There is a lack of scientific testing of commercially available malware detectors, especially those that boast accurate classification of never-before-seen (zero-day) files using machine learning (ML). The result is that the efficacy and trade-offs among the different available approaches are opaque. In this paper, we address this gap in the scientific literature with an evaluation of commercially available malware detection tools. We tested each tool against 3,536 total files (2,554 72% malicious, 982 28% benign) including over 400 zero-day malware, and tested with a variety of file types and protocols for delivery. Specifically, we investigate three questions: Do ML-based malware detectors provide better detection than signature-based detectors? Is it worth purchasing a network-level malware detector to complement host-based detection? What is the trade-off in detection time and detection accuracy among commercially available tools using static and dynamic analysis? We present statistical results on detection time and accuracy, consider complementary analysis (using multiple tools together), and provide a novel application of a recent cost-benefit evaluation procedure by Iannaconne \& Bridges that incorporates all the above metrics into a single quantifiable cost to help security operation centers select the right tools for their use case. Our results show that while ML-based tools are more effective at detecting zero-days and malicious executables, they work best when used in combination with a signature-based solution. In addition, network-based tools had poor detection rates on protocols other than the HTTP or SMTP, making them a poor choice if used on their own. Surprisingly, we also found that all the tools tested had lower than expected detection rates, completely missing 37% of malicious files tested and failing to detect any polyglot files.

An Assessment of the Usability of Machine Learning Based Tools for the Security Operations Center

Gartner, a large research and advisory company, anticipates that by 2024 80% of security operation centers (SOCs) will use machine learning (ML) based solutions to enhance their operations.

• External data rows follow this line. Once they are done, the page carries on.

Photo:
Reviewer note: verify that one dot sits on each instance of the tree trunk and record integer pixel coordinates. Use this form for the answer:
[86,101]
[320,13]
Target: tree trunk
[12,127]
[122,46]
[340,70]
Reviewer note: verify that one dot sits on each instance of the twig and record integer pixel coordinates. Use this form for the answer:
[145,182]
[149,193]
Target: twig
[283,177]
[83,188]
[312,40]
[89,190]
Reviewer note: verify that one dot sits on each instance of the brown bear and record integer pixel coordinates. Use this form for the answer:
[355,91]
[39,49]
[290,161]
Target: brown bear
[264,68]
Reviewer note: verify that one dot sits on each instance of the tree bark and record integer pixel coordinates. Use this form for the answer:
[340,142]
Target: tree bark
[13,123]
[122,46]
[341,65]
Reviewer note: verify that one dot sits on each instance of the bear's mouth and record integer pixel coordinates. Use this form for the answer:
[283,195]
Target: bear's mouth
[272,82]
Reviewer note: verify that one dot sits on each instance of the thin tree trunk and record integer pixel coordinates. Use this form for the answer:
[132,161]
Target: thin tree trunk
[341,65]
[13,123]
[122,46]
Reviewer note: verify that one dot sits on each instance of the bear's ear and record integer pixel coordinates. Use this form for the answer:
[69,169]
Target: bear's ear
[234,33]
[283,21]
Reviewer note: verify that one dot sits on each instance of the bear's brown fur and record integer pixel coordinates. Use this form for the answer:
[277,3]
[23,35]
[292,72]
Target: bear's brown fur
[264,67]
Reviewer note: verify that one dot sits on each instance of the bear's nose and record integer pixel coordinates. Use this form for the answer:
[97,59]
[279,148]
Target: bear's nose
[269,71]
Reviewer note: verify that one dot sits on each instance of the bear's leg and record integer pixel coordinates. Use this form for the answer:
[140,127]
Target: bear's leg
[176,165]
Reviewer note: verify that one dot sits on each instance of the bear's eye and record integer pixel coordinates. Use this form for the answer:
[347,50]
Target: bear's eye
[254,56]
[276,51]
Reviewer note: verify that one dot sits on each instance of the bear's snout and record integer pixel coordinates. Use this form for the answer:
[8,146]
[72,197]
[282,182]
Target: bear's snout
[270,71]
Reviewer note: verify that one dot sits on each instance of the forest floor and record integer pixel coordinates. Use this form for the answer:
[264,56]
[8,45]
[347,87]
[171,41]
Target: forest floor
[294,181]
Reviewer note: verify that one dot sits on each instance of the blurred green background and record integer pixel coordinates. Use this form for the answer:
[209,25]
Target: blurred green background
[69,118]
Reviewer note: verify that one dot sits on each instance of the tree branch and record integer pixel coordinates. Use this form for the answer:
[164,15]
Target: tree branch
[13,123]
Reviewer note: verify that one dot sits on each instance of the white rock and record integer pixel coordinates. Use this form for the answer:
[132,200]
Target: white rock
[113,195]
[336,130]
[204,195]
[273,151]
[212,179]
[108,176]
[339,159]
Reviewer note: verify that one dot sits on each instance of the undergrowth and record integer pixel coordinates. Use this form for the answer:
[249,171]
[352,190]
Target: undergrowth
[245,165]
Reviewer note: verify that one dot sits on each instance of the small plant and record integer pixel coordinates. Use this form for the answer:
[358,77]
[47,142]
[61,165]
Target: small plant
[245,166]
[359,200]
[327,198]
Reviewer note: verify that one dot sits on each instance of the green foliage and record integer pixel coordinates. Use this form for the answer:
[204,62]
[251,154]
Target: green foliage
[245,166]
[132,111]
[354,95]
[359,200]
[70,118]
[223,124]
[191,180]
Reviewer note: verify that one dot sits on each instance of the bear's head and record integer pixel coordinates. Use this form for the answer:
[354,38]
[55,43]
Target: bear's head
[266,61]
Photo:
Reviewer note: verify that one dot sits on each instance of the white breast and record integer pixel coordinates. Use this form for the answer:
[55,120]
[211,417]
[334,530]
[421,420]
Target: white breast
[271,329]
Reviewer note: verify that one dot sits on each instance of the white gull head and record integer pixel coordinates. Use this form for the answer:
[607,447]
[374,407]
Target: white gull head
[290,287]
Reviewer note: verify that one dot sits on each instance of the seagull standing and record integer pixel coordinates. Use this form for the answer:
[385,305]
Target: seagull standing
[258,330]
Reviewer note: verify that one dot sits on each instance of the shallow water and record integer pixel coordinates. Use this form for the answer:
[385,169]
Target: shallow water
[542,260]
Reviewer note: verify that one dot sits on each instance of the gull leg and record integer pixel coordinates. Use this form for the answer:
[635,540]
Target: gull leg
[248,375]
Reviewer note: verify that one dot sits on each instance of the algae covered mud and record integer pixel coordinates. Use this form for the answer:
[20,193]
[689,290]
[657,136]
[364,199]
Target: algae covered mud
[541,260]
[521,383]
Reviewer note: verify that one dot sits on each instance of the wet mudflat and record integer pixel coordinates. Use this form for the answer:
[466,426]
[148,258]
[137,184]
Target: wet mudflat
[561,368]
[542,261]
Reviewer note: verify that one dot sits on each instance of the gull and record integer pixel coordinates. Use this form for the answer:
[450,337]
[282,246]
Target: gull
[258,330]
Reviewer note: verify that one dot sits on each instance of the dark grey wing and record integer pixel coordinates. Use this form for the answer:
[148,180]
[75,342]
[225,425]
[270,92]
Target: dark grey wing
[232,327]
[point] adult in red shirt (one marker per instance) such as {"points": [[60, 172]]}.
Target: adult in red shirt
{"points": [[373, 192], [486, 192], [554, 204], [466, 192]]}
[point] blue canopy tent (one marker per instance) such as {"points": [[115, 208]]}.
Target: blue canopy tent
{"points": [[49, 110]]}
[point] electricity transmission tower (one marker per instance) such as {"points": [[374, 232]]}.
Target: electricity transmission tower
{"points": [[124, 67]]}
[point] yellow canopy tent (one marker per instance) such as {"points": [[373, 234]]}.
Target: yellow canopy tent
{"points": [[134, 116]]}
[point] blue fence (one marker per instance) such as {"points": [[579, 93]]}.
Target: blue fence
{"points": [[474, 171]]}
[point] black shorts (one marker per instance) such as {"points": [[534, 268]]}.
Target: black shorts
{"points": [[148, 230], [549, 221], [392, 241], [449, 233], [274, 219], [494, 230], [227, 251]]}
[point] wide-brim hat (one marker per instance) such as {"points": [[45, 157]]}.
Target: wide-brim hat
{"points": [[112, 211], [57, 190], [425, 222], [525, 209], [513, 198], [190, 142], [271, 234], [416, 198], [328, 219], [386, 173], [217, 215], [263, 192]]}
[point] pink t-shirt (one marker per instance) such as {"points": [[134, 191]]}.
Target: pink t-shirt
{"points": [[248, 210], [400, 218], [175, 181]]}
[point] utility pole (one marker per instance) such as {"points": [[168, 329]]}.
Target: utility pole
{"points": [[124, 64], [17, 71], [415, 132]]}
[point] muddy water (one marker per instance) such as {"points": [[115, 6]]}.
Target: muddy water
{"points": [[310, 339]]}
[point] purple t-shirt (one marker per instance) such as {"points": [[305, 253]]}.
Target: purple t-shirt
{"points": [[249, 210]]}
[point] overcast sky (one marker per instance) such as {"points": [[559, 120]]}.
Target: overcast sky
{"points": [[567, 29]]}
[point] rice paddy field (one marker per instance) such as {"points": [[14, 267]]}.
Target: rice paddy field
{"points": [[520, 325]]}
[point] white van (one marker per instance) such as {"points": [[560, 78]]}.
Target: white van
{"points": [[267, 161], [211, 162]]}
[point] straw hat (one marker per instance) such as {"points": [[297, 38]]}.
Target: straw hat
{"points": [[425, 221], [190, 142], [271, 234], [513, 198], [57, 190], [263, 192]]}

In light of such widespread adoption, it is vital for the research community to identify and address usability concerns. This work presents the results of the first in situ usability assessment of ML-based tools. With the support of the US Navy, we leveraged the national cyber range, a large, air-gapped cyber testbed equipped with state-of-the-art network and user emulation capabilities, to study six US Naval SOC analysts' usage of two tools. Our analysis identified several serious usability issues, including multiple violations of established usability heuristics form user interface design. We also discovered that analysts lacked a clear mental model of how these tools generate scores, resulting in mistrust and/or misuse of the tools themselves. Surprisingly, we found no correlation between analysts' level of education or years of experience and their performance with either tool, suggesting that other factors such as prior background knowledge or personality play a significant role in ML-based tool usage. Our findings demonstrate that ML-based security tool vendors must put a renewed focus on working with analysts, both experienced and inexperienced, to ensure that their systems are usable and useful in real-world security operations settings.